Using a method dubbed 'conceptual expansion,' the system studies old games to create unique mechanics and designs
The first machine learning-based automated game design tool from a team of researchers at Georgia Tech could empower anyone to make their own games. Utilizing what the researchers dub “conceptual expansion,” the method recombines machine-learned models of games into new, playable games.
Prior automated game design approaches have used hand-authored or crowd-sourced knowledge, which requires a human author to write instructions for the system to produce games. This approach, however, limits the scope and applications of such systems, according to the Georgia Tech team.
Conceptual expansion, on the other hand, takes in an arbitrary number of games – Super Mario Bros., Kirby’s Adventure, and Mega Man, for example – and then outputs original games with unique mechanics and level designs.
“By having this done using machine learning, it doesn’t require me or anyone else to author additional content,” said Matthew Guzdial, a Ph.D. student in Georgia Tech’s School of Interactive Computing (IC) and the lead on the project. “I can just give it a new game to learn on, and it will immediately change its output based on what it sees. If I want a game like Pong and game like Tetris, I show two videos to the system and, bam, here are 30 games or however many it comes up with.”

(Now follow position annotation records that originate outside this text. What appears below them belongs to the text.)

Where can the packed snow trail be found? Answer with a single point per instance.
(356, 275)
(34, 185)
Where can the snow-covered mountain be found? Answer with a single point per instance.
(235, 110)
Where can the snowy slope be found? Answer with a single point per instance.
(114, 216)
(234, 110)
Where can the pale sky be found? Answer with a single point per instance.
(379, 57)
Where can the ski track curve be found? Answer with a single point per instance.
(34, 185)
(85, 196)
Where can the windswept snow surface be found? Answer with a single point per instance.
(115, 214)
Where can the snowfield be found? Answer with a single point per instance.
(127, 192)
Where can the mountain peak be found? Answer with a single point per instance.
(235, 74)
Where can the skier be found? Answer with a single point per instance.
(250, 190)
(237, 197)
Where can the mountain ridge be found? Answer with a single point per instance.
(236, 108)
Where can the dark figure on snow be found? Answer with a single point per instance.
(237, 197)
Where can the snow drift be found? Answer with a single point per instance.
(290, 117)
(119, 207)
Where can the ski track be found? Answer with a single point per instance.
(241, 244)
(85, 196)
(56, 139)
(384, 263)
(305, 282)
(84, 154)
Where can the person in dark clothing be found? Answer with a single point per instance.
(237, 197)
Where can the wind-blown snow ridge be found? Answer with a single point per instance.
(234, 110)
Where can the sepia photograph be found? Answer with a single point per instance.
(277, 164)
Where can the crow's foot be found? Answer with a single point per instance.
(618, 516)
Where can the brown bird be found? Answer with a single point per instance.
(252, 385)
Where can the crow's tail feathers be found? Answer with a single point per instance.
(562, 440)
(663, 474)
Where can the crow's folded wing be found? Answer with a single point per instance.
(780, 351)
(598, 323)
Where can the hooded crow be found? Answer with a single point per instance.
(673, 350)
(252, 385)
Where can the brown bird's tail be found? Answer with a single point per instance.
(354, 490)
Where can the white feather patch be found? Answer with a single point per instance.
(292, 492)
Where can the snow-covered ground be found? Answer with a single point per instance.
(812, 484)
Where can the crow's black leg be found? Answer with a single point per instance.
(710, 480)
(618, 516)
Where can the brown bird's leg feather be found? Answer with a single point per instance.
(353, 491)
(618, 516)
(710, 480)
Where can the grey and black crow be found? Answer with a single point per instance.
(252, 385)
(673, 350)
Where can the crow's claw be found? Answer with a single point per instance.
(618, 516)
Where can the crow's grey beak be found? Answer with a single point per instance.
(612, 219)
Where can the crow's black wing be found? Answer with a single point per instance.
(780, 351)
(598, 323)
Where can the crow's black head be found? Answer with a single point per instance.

This research builds on previous work by the team, which includes Guzdial’s adviser, IC Associate Professor Mark Riedl. That work attempted to empower artificial intelligence (AI) with creativity through the use of video games. Past iterations have looked at learning level design for a game – Super Mario Bros., for example – but this led to output levels very similar to those already in the game.
In an alternative method, the researchers drew on an approach called conceptual blending that allowed them to create entirely new types of levels, like underwater castles, which aren’t present in the original franchise.
The latest work has used that foundation to produce entirely new content, though challenges still exist, Guzdial said.
“What we have to do now is define some way for the AI to know what is good and what is bad,” he said. “That’s the trick. We haven’t quite figured it out yet. We’ve gotten some bad stuff out, too.”
Some examples: An enemy was invented that couldn’t move and couldn’t die and a power-up that moved further away any time a player was within a certain distance.
“So, those aren’t great,” Guzdial said. “There’s no intentionality there. It’s frustrating, but it’s interesting to see how it builds these new relationships. At the end of the day, right now, we are looking for something new and something playable. Have I ever seen this before, and can I actually play this game?”
The goal, Guzdial said, is not to replace human game designers but to provide non-game designers with the ability to produce original content on their own. He’s often heard others describe games as being a combination of multiple games they’ve played before.
“Why not empower them with the ability to create on their own?” he said. “I have no illusions about whether experts can make a better game than this engine, obviously. But can we let people who don’t know how to make games become developers on their own?”
This research is published in a paper titled Automated Game Design via Conceptual Expansion, which will be presented at the 14th AAAI Conference on Artificial Intelligence and Interactive Digital Entertainment on Nov. 13-17 in Edmonton, Alberta, Canada.